Now who’s going to cut that diamond?
“As the taxi was cruising down the main boulevard I craned my neck as far as I can, looked up at the towering skyscrapers. I knew I was somewhere exciting, somewhere vibrant, somewhere where things happen and every day is an adventure”
Classic small town girl goes to the big city. The only change is instead of Smallville to Manhattan, it’s Aleppo to Dubai. That excerpt is my friend describing her first visit.
It’s amazing how many of us are in denial on the effect the Gulf has on our daily lives, an effect that will surely grow exponentially in the near future. Let’s forget all the Foreign Direct Investment funneling our way, or the job opportunities and remittances that keep all our economies afloat. I want to focus on two things that get less media attention, but are much more important.
1- Global Image
Burj Khalifah, Masdar, Sex and the City 2, an apocalyptic Dubai video game… The gulf is one Qatari world cup away from being the first thing the world thinks of when “Arab” is mentioned (An Israeli think-tank recently advised officials to call Palestinians Arabs, since “Palestinian” makes you think refugees, bitterness, poverty, whereas “Arab” make you think oil, SUVs and money).
I know most of us have problems with the irresponsibility, immaturity, the hubris. But if you ask me, I prefer the image they’re drawing for us over the current image we have. They’re also growing, with Qatar visibly leading the way: Al-Jazeera English which gave the Arabs a global voice, Sheikha Mozah’s “College Complex”, even the statement that the enormous football stadiums being designed will have removable benches that will be given as charity to poorer countries once the cup is over suggests a different mindset. The Gulf is steadily becoming more mature, and I like it.
2- The melting pot:
20% of the population of the Emirates only are Emirati citizens. Every community in the Middle East has a significant presence. Add to that Westerners and South Asians, and you have by far the most multi-cultural nation in a region known for its heterogeneous societies.
All the cooking ingredients are there, but no melting is going on. There’s no heat, no stirring. All the “creativity” I’ve heard till now is finding a new slur word for Levantine Arabs (Zalamehs they call us, turns out only we use that word).

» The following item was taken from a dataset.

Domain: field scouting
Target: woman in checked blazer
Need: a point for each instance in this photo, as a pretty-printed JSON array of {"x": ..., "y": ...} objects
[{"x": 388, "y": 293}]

But can you deny the potential? With 80% of them connected, how long is it going to take till some Jordanian blogger from Dubai decides to mix Egyptian and Iraqi cuisine, with a dash of Pakistani? How long till an alternative band in Bahrain decides to mix electric guitars with ethnic melodies? Won’t an age come where what the girls in Abu Dhabi wear define fashion in the region as a whole?